La Oficina de Aduanas y Protección Fronteriza informó que el 6 de junio, un ciudadano somalí llegó al aeropuerto de Miami procedente de Estambul. Fue sometido a una inspección adicional y al término de la misma fue declarado inadmisible «debido a preocupaciones surgidas en el proceso de verificación de antecedentes» y se le negó la entrada. La CBP no ofreció detalles adicionales. Somalia es uno de los países cuyos ciudadanos están sujetos al veto de viaje impuesto por la administración Trump.

El árbitro, tras su regreso a Turquía fue recibido como un héroe. Además, sostuvo varias reuniones. La FIFA dijo que estudia cambiarlo de sede, para que oficie en México o en Canadá.

La FIFA subrayó que no tiene capacidad para influir en las decisiones migratorias del país anfitrión y confirmó que la situación de Artan «no cambiará por el momento». La Comisión de Árbitros del organismo activó sus planes de contingencia para reasignar los partidos que le correspondían al colegiado somalí.

El caso de Artan no es el único. La selección de Irán llegó a México el domingo 7 de junio después de semanas de incertidumbre sobre si podría participar en el torneo. Los problemas para tramitar visas llevaron anteriormente a que la delegación iraní trasladara su base de entrenamiento de Tucson, Arizona, a Tijuana, en la frontera con California. Al llegar, algunos miembros de la comitiva aún no tenían visados estadounidenses, entre ellos el secretario general de la Federación Iraní de Fútbol y su vicepresidente.
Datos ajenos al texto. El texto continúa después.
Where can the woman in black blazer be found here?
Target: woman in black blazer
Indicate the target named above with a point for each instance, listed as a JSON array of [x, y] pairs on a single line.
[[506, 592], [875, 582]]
El secretario de Estado Marco Rubio había transmitido formalmente a los legisladores que no se permitiría el ingreso de ningún individuo vinculado a la Guardia Revolucionaria Islámica. Las visas para los jugadores llegaron apenas diez días antes del debut, el 15 de junio en Los Ángeles. Pero las condiciones son inéditas en la historia del torneo: el embajador iraní en México confirmó que el equipo deberá entrar y salir de suelo estadounidense el mismo día de cada partido.

El capitán del equipo, Ehsan Hajsafi, criticó abiertamente a la FIFA: «¿Por qué tan tarde? En el último año hemos vivido dos guerras impuestas en nuestro país. El equipo está al cien por ciento, pero esto no debería haber ocurrido así». El entrenador Amir Ghalenoei agradeció a México y a la FIFA por el apoyo logístico pero señaló que la llegada tardía les robó tiempo valioso para adaptarse a la diferencia horaria de doce horas.

Nunca antes en la historia del Mundial una selección participante había estado en guerra activa con uno de los países anfitriones. Irán y Estados Unidos mantienen un conflicto armado desde febrero de 2026. La FIFA ha insistido en separar el fútbol de la política, pero los hechos de los últimos días demuestran que en este torneo esa separación es imposible.

Un árbitro deportado. Una selección que entra y sale el mismo día. Y el Mundial que apenas empieza.